丁大虎把肉擱進籃子裡,那塊肉四四方方,底下墊了兩片葉子,上頭又蓋了塊粗布,他不想別人看了去。
提起籃子掂了掂,又掀開布角看了一眼,這才出了門。
從丁家到孫家那條路他閉著眼都能摸過去,可越往那邊走步子越慢,手心沁了一層薄汗,攥著籃子提手直打滑。
到了孫家院門口,果然還是那扇歪歪斜斜的木門,風一吹吱嘎吱嘎直響,要散架了。
丁大虎站在外頭喘勻了氣,這才喊了一嗓子:“有人在家嗎?”
裡頭靜了一瞬,接著是腳步聲。
春芬開了門,袖子還卷著,手上溼淋淋的。
看見丁大虎,她先是一愣,隨即低下頭去,耳根紅了一片,手指下意識地往袖口裡縮了縮,聲音也悶悶的:“大虎哥,你咋來了?”
丁大虎把籃子往上提了提,掀開一角粗布給她看:“我爹買了野豬肉,讓我割了一斤送來。”
話一齣口他又覺得乾巴巴的,趕緊補了一句,“新鮮的,今兒才弄的。”
春芬往籃子裡瞅了一眼,那肉顏色深紅,肥瘦相間,一看就是好東西。
她眼睛亮了一瞬,可隨即又暗了下去,連忙擺手:“不……不用,你們自己留著吃吧!丁叔丁嬸也不容易,上回的雞肉已經很過意不去了……”

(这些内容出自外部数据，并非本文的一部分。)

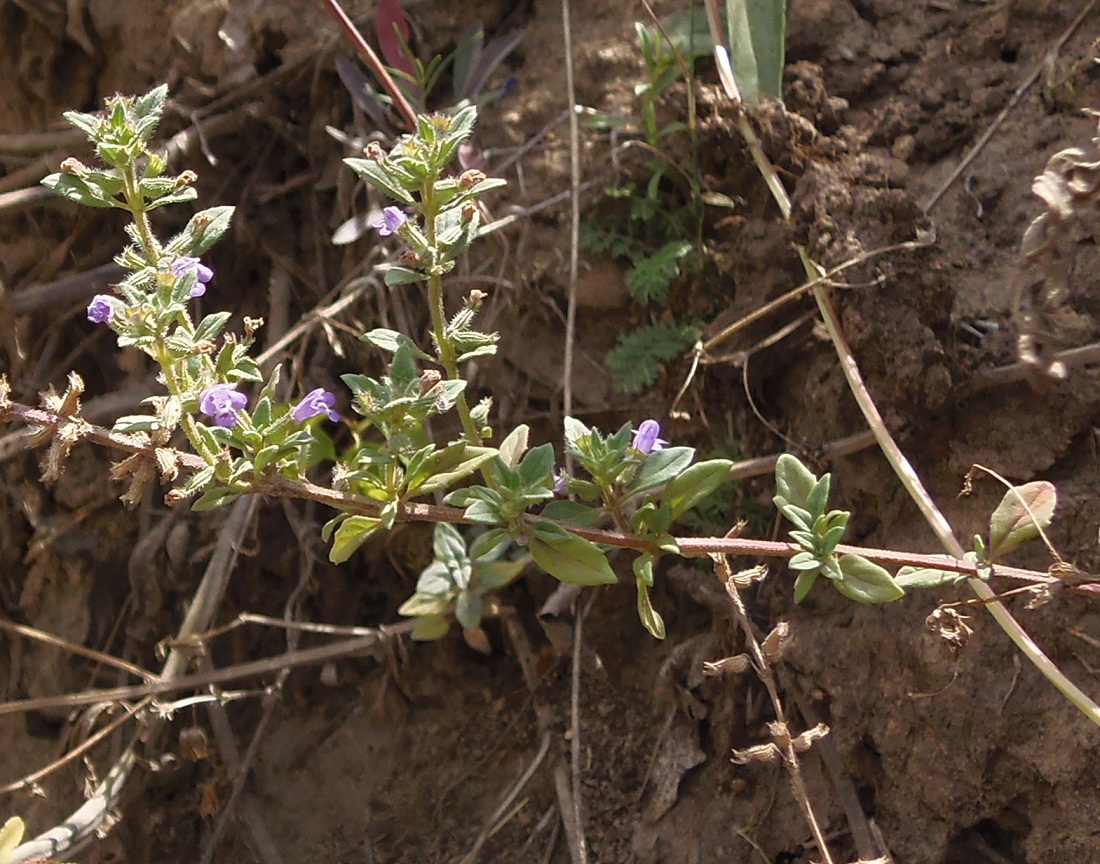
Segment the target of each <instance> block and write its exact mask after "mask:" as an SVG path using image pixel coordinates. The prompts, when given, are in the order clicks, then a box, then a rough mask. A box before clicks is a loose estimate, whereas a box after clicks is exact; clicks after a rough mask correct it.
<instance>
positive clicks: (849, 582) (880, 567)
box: [834, 555, 905, 603]
mask: <svg viewBox="0 0 1100 864" xmlns="http://www.w3.org/2000/svg"><path fill="white" fill-rule="evenodd" d="M838 564H839V566H840V572H842V573H843V577H842V578H840V579H838V580H836V581H835V582H834V584H835V586H836V590H837V591H839V592H840V593H842V594H844V595H845V597H847V598H849V599H850V600H856V601H858V602H860V603H889V602H891V601H893V600H900V599H901V598H902V597H904V595H905V591H904V589H903V588H902V587H901V586H899V584H898V583H897V582H895V581H894V580H893V577H892V576H890V573H889V572H887V570H886V569H883V568H882V567H879V566H878V565H877V564H875V562H873V561H869V560H867V558H864V556H861V555H845V556H843V557H842V558H840V560H839V561H838Z"/></svg>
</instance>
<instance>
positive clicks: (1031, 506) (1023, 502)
mask: <svg viewBox="0 0 1100 864" xmlns="http://www.w3.org/2000/svg"><path fill="white" fill-rule="evenodd" d="M1057 503H1058V494H1057V492H1056V491H1055V489H1054V484H1053V483H1048V482H1046V481H1045V480H1036V481H1034V482H1032V483H1024V484H1023V485H1022V486H1014V488H1012V489H1010V490H1009V491H1008V492H1005V493H1004V497H1002V499H1001V503H1000V504H998V505H997V510H994V511H993V515H992V516H991V517H990V520H989V559H990V560H991V561H992V560H996V559H997V558H999V557H1000V556H1002V555H1004V554H1005V553H1010V551H1012V550H1013V549H1015V548H1016V547H1018V546H1020V545H1021V544H1023V543H1026V542H1027V540H1030V539H1033V538H1035V537H1037V536H1038V531H1040V528H1046V526H1047V525H1049V524H1051V520H1053V518H1054V508H1055V506H1057ZM1029 511H1030V512H1029ZM1036 522H1037V523H1038V525H1037V526H1036V524H1035V523H1036Z"/></svg>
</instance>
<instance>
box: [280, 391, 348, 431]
mask: <svg viewBox="0 0 1100 864" xmlns="http://www.w3.org/2000/svg"><path fill="white" fill-rule="evenodd" d="M335 404H337V397H335V396H334V395H333V394H331V393H329V392H328V391H327V390H323V389H322V387H318V389H317V390H311V391H309V393H307V394H306V395H305V396H303V397H301V402H299V403H298V404H297V405H295V406H294V408H293V409H292V411H290V417H292V418H293V419H294V422H295V423H305V422H306V420H308V419H309V418H310V417H316V416H317V415H319V414H323V415H324V416H326V417H328V418H329V419H330V420H332V422H333V423H335V422H337V420H339V419H340V415H339V414H337V413H335V412H334V411H333V409H332V406H333V405H335Z"/></svg>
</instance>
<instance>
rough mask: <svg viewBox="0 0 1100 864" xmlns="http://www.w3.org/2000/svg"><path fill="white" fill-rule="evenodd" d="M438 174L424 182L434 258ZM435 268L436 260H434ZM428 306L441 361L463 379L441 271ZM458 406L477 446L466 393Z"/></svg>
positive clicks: (479, 430) (442, 362)
mask: <svg viewBox="0 0 1100 864" xmlns="http://www.w3.org/2000/svg"><path fill="white" fill-rule="evenodd" d="M436 179H437V178H436V177H434V176H431V177H429V178H428V182H427V183H426V184H425V186H423V219H425V237H426V238H427V240H428V249H429V250H430V251H431V253H432V256H433V258H438V255H439V252H440V250H439V249H438V248H437V243H436V241H437V237H436V216H437V212H436V210H437V208H436ZM430 264H431V266H432V269H434V266H436V261H432V262H430ZM428 310H429V313H430V314H431V331H432V333H433V335H434V338H436V352H437V353H438V356H439V363H440V365H442V367H443V371H444V372H445V373H447V378H448V380H449V381H459V380H461V379H460V376H459V361H458V354H456V353H455V350H454V346H453V344H452V343H451V340H450V339H448V338H447V309H445V308H444V307H443V278H442V276H441V275H440V274H439V273H434V272H433V273H429V275H428ZM454 407H455V409H456V411H458V412H459V418H460V419H461V420H462V430H463V431H464V433H465V436H466V440H467V441H470V444H472V445H474V446H475V447H477V446H480V445H481V442H482V436H481V429H478V428H477V425H476V424H475V423H474V418H473V417H472V416H471V414H470V404H469V403H467V402H466V394H465V393H460V394H459V397H458V398H456V400H455V401H454Z"/></svg>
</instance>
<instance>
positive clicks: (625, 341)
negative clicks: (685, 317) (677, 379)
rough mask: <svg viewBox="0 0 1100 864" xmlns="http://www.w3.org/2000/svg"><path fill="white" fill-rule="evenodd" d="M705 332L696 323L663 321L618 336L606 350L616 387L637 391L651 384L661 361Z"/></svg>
mask: <svg viewBox="0 0 1100 864" xmlns="http://www.w3.org/2000/svg"><path fill="white" fill-rule="evenodd" d="M702 331H703V328H702V327H701V326H700V325H697V324H676V322H675V321H664V322H662V324H654V325H651V326H650V327H643V328H641V329H640V330H636V331H635V332H632V333H627V335H626V336H621V337H619V341H618V344H617V346H616V347H615V348H613V349H612V350H610V351H608V352H607V368H608V369H609V370H610V371H612V376H613V378H614V381H615V389H616V390H617V391H619V392H620V393H637V392H639V391H641V390H645V389H646V387H648V386H650V385H651V384H652V383H653V382H654V381H657V376H658V375H659V374H660V373H661V363H663V362H665V361H668V360H671V359H672V358H674V357H678V356H679V354H681V353H683V352H684V351H685V350H686V349H687V348H689V347H691V346H692V343H694V341H695V340H696V339H698V336H700V333H701V332H702Z"/></svg>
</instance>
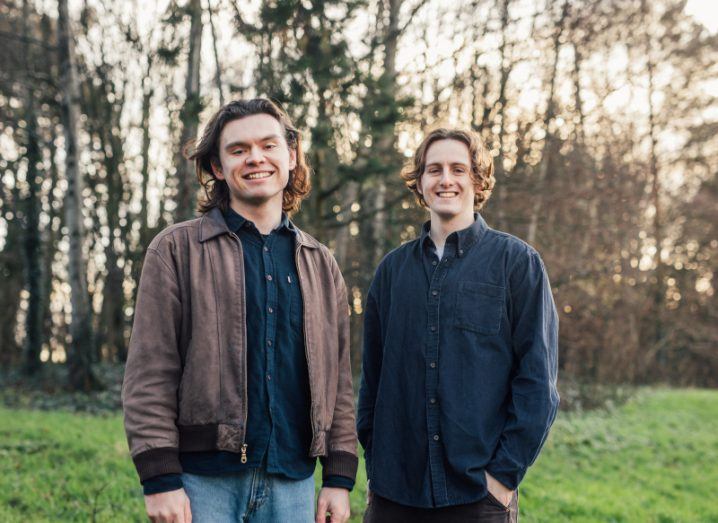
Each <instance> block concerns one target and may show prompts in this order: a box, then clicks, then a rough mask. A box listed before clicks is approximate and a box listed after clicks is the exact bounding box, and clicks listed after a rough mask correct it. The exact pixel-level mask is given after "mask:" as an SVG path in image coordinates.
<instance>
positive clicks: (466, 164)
mask: <svg viewBox="0 0 718 523" xmlns="http://www.w3.org/2000/svg"><path fill="white" fill-rule="evenodd" d="M441 165H442V162H432V163H427V164H426V167H424V168H425V169H428V168H429V167H434V166H438V167H441ZM450 165H451V166H452V167H455V166H457V165H460V166H461V167H468V166H469V165H468V164H466V163H464V162H451V164H450Z"/></svg>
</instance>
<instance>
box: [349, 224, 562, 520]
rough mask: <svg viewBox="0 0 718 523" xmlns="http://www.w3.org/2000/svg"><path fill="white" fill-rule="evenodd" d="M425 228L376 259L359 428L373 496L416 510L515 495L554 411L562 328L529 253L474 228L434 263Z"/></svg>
mask: <svg viewBox="0 0 718 523" xmlns="http://www.w3.org/2000/svg"><path fill="white" fill-rule="evenodd" d="M428 233H429V224H428V223H427V224H425V225H424V229H423V232H422V235H421V237H420V238H419V239H416V240H414V241H411V242H408V243H406V244H404V245H402V246H401V247H399V248H398V249H395V250H394V251H392V252H391V253H389V254H388V255H387V256H386V257H385V258H384V260H382V262H381V264H380V265H379V268H378V269H377V271H376V275H375V277H374V280H373V281H372V284H371V287H370V290H369V294H368V297H367V303H366V309H365V320H364V354H363V367H362V380H361V389H360V393H359V412H358V419H357V428H358V432H359V441H360V442H361V444H362V446H363V447H364V449H365V457H366V467H367V477H368V478H369V480H370V481H371V484H370V488H371V490H372V491H373V492H375V493H376V494H378V495H380V496H382V497H385V498H388V499H390V500H392V501H395V502H397V503H401V504H404V505H409V506H414V507H443V506H450V505H459V504H464V503H472V502H476V501H479V500H480V499H482V498H483V497H485V496H486V494H487V489H486V479H485V471H488V472H489V473H490V474H491V475H492V476H493V477H495V478H496V479H497V480H499V481H500V482H501V483H503V484H504V485H505V486H506V487H509V488H511V489H515V488H516V487H517V486H518V484H519V482H520V481H521V479H522V478H523V476H524V474H525V473H526V470H527V468H528V467H529V466H530V465H531V464H532V463H533V462H534V460H535V459H536V457H537V456H538V453H539V450H540V449H541V446H542V445H543V443H544V441H545V439H546V436H547V435H548V430H549V427H550V426H551V424H552V422H553V420H554V417H555V415H556V410H557V408H558V402H559V397H558V392H557V390H556V372H557V351H558V317H557V314H556V308H555V306H554V301H553V297H552V294H551V288H550V285H549V281H548V277H547V275H546V271H545V269H544V265H543V263H542V261H541V258H540V257H539V255H538V253H537V252H536V251H535V250H534V249H533V248H531V247H530V246H529V245H527V244H526V243H524V242H522V241H521V240H519V239H517V238H515V237H513V236H511V235H509V234H505V233H502V232H498V231H495V230H493V229H490V228H489V227H487V225H486V222H484V220H483V218H482V217H481V216H480V215H478V214H477V215H476V219H475V222H474V224H473V225H471V226H470V227H468V228H467V229H464V230H462V231H458V232H455V233H453V234H451V235H450V236H449V237H448V239H447V242H446V246H445V249H444V256H443V258H442V259H441V260H439V259H438V258H437V257H436V254H435V251H434V249H433V242H432V241H431V239H430V238H429V234H428Z"/></svg>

她聲音越來越低,最後幾個字幾乎含在嘴裡,手指絞著溼漉漉的袖口,“我不想你娶了我,就要受累啃。”
丁大虎聽了這話,心裡頭像被什麼東西堵了一下。
他最怕春芬說這種話,她家那點事村裡誰不知道?她爹老實本分,她娘病了這些年藥罐子沒斷過,底下四個弟妹眼巴巴等著吃飯,日子過得緊巴巴的。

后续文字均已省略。